Майкл Бонд - Все о медвежонке Паддингтоне
— Вот, — гордо сказал мистер Крубер. — Это то, что я называю «снаружи — одно, внутри — другое». Что скажете, мистер Браун?
Паддингтону понравилось, что мистер Крубер спрашивает его мнение, но картина выглядела как-то уж очень непонятно. Ни то ни сё. Так он и сказал.
— Правильно! — воскликнул мистер Крубер. — Сейчас так и есть. Но вот посмотрим, что вы скажете, когда я расчищу её до конца. Много лет назад я купил эту картину всего за пять шиллингов, думая, что это просто плывущий корабль.
Но когда на днях я взялся её чистить, краска вдруг начала осыпаться и под кораблём обнаружилось другое изображение! — Мистер Крубер опасливо огляделся и понизил голос. — Об этом ещё никто не знает, — прошептал он, — но может статься, это очень ценная картина. Так называемый «мастер старой школы».
Увидев, что Паддингтон по-прежнему ничего не понимает, мистер Крубер объяснил, что в старые времена, когда художнику не хватало денег на новый холст, он писал поверх картины какого-нибудь другого художника. Случалось и так, что этот другой художник потом становился очень знаменитым, а его картины — очень ценными.
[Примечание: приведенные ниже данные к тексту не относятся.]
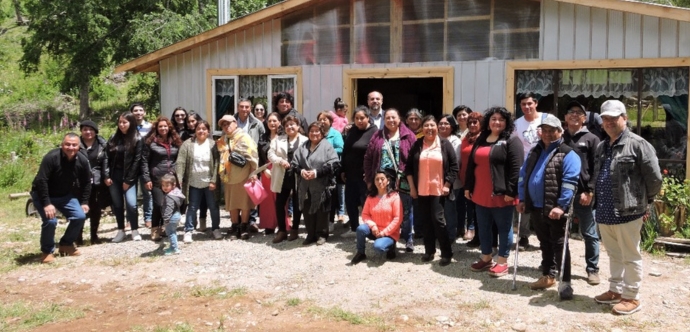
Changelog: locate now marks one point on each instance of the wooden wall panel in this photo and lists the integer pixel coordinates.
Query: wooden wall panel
(599, 33)
(650, 37)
Но про некоторые из них никто до сих пор ничего не знает, ведь они спрятаны под слоем краски!
— Как-то всё это очень сложно, — задумчиво сказал Паддингтон.
Мистер Крубер ещё долго говорил о живописи, которую очень любил, но Паддингтон, вопреки обыкновению, слушал совсем невнимательно. В конце концов он слез со стула и, отказавшись от второй чашки какао, отправился домой. Он машинально приподнимал шляпу, когда знакомые желали ему доброго утра, но мысли его витали очень далеко. Даже запах горячих слоек из булочной оставил его равнодушным. У Паддингтона родилась Идея.
Вернувшись домой, он поднялся в свою комнату, лёг на кровать и долго лежал, уставившись в потолок. Это было так на него не похоже, что миссис Бёрд не на шутку встревожилась и просунула голову в дверь, чтобы узнать, всё ли в порядке.
— В порядке, — отрешённым голосом отозвался Паддингтон. — Я просто думаю.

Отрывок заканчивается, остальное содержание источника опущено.